Les Émeutes du Nyassaland
Nous parlions l’autre jour de ce qui se préparait en Afrique noire orientale. Les événements n’ont pas tardé : révolte au Nyassaland. Ce territoire fait, comme on sait, partie de la nouvelle Fédération Rhodésie-Nyassaland. Mais au Nyassaland très peuplé, les Noirs sont en majorité écrasante. Le Président de la Fédération, Sir Welensky, voudrait, comme les Noirs d’ailleurs, détacher ce territoire de la Fédération et laisser le Nyassaland constituer un Etat noir ou plutôt une réserve comme celle que les Sud-Africains ont constitué au Basutoland. Les deux Rhodésies seraient au contraire, un Etat blanc comme l’Union Sud-Africaine. L’immigration blanche serait favorisée – italienne en particulier – pour équilibrer les rapports de population.
Par ailleurs, les incidents de Brazzaville ont montré ce que pourraient être les rivalités entre tribus dans le cadre de l’indépendance. Les voisins belges n’ont pas manqué d’en tirer argument pour une politique prudente et dilatoire. L’effervescence du Continent Noir n’est pas près de s’apaiser. Les solutions apparemment très diverses qui demeurent possibles ne seront ni faciles à appliquer, ni assurées de stabilité.
Les Anglais réfléchissent. On commence à Londres, après les manœuvres plutôt suspectes menées en Afrique occidentale, à penser que la solidarité occidentale serait aussi nécessaire qu’ailleurs dans cette partie du monde. On ose encore espérer qu’on s’accordera sur une politique commune.

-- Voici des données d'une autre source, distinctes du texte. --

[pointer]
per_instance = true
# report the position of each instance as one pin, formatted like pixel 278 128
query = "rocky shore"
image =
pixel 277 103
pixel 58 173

Les Difficultés de la C.E.C.A.
Après l’affaire des charbonnages belges, la C.E.C.A. aura à s’occuper d’un autre litige : les prix de l’acier français, déjà compétitifs avant la dévaluation, peuvent concurrencer avantageusement ceux de leurs voisins. Les Allemands s’en plaignent. La France devra-t-elle accepter d’imposer à ses aciéries un droit de sortie ? Par ailleurs, cette fois dans le cadre du Marché commun, les producteurs de textiles allemands réclament un droit protecteur contre la concurrence française et italienne. On commence à voir surgir toutes les difficultés que soulève la coopération entre marchés depuis si longtemps cloisonnés par des barrières douanières. La seule solution si l’on veut persévérer dans la voie du Marché Commun, est celle des ententes entre producteurs, c’est-à-dire des cartels que l’on se proposait précisément de combattre ; sinon, on assistera à une lutte entre les industries nationales qui, par leurs pressions sur les Gouvernants, aggraveront la situation intérieure qui avait au moins l’avantage de limiter les conflits. Souhaitons bonne chance à toutes les autorités aux prises pour trouver le chemin du succès.